4

I've got a CSV file which gives problems importing because of the fields containing new line characters. As CSV importers treat every newline as a new row, the newlines in the fields mess things up.

So I want to replace every newline within double quotes with <br> leaving the 'real' newlines outside double quotes untouched.

First step would be to be able to create a regexp to get the newlines within the text file.

(\n|\r)

But after this I get lost, because I can't find the xxx within this expression:

(")(xxx)(\n|\r)(xxx)(") 

And a solution to let the 'real' newlines untouched.

Concluding: How can I replace every newline within a field, enclosed by double quotes with a <br>

I'm now using sublime text to test the regex but later it will be used in a php application.

stUrb
  • 6,612
  • 8
  • 43
  • 71

5 Answers5

5

Search pattern:

("[^"\n]*)\r?\n(?!(([^"]*"){2})*[^"]*$)

Replacement Pattern:

$1<br>

RegEx Demo

anubhava
  • 761,203
  • 64
  • 569
  • 643
  • Almost!!! When you have multiple lines the newline at the end will also be replaced: http://regex101.com/r/wL9sQ4/1 – stUrb Oct 13 '14 at 10:41
  • Oh my this seems to be working !! Now just figuring out _how_ it works :) – stUrb Oct 13 '14 at 10:47
  • Glad to know it worked out. Just for more info on regex `(?!(([^"]*"){2})*[^"]*$)` is a lookahead that says don't match if **there are even number of quotes** ahead of the match. – anubhava Oct 13 '14 at 11:02
  • What if there are several newlines between quotes ? It works only when there is only one new line ( – Fəqan Çələbizadə Jan 08 '18 at 17:45
  • @FəqanÇələbizadə: Difficult to understand it from your comments.

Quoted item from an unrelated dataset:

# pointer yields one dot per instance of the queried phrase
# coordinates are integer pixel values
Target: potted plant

Feel free to post a question so that I can try to answer it. – anubhava Jan 08 '18 at 18:10
1

Could use preg_replace_callback() to match the quoted parts with an anonymous function:

$str = preg_replace_callback('~"[^"]+"~', function ($m) {
  return preg_replace('~\r?\n~', "<br>", $m[0]);
}, $str);

$m[0] corresponds to what's matching the whole pattern.

Test at eval.in; Regex FAQ

Community
  • 1
  • 1
Jonny 5
  • 12,171
  • 2
  • 25
  • 42
  • Is it possible to put this in one regex? The two separate regexs work perfect, but it would be very handy if it was only one regex – stUrb Oct 13 '14 at 10:44
  • 1
    @stUrb see anubhava solution for one regex :) Chose this one as it's simple. – Jonny 5 Oct 13 '14 at 10:56
  • @stUrb Oooh, somehow I thought the quotes should be removed :) Then it's even simpler, don't need capture group, see updated answer. – Jonny 5 Oct 13 '14 at 13:36
1

CSV format is complicated and, in the general case, cannot be parsed reliably with regular expressions. My suggestion is to use a parser, for example, parsecsv-for-php handles quoted newlines quite decently:

$str = <<<EOF
42,okay,"okay too","here
be
""dragons""!",43

EOF;

$csv = new parseCSV();
$csv->heading = false;
$result = $csv->parse_string($str);

result:

array(1) {
  [0]=>
  array(5) {
    [0]=>
    string(2) "42"
    [1]=>
    string(4) "okay"
    [2]=>
    string(8) "okay too"
    [3]=>
    string(18) "here
be
"dragons"!"
    [4]=>
    string(2) "43"
  }
}
georg
  • 211,518
  • 52
  • 313
  • 390
  • Hmm that's an interesting library! I definitely am going to look into using this library! – stUrb Oct 13 '14 at 10:56
1

I was facing same issue when importing a csv file using html5 drag and drop. I used below (javascript) fix and it is worked for me.

//Fix: if there are any line breaks in between column values, then that column value will be wrapped in double quotes
//first get all the double quoted values list using regex
var lineBreakList = textcontent.match(/(["'])(\\?)[\s\S]*?\1/g);
//search for line breaks using regex, if found replace it with empty value
lineBreakList.forEach(function (item) {
    textcontent = textcontent.replace(item, item.replace(/\r?\n|\r/g, ''));
});

Hope this will help someone :)

Naresh Chennuri
  • 1,133
  • 11
  • 10
0

Try this:

<?php

  $line = "\"abc\",\"\n\",\"def\"\n";
  $line = preg_replace('/"(.*?)\\n(.*?)"/', "\"$1<br>$2\"", $line);

?>

With this input:

"abc","\n","def"\n

it prints this output:

"abc","<br>","def"\n
MarcoS
  • 17,323
  • 24
  • 96
  • 174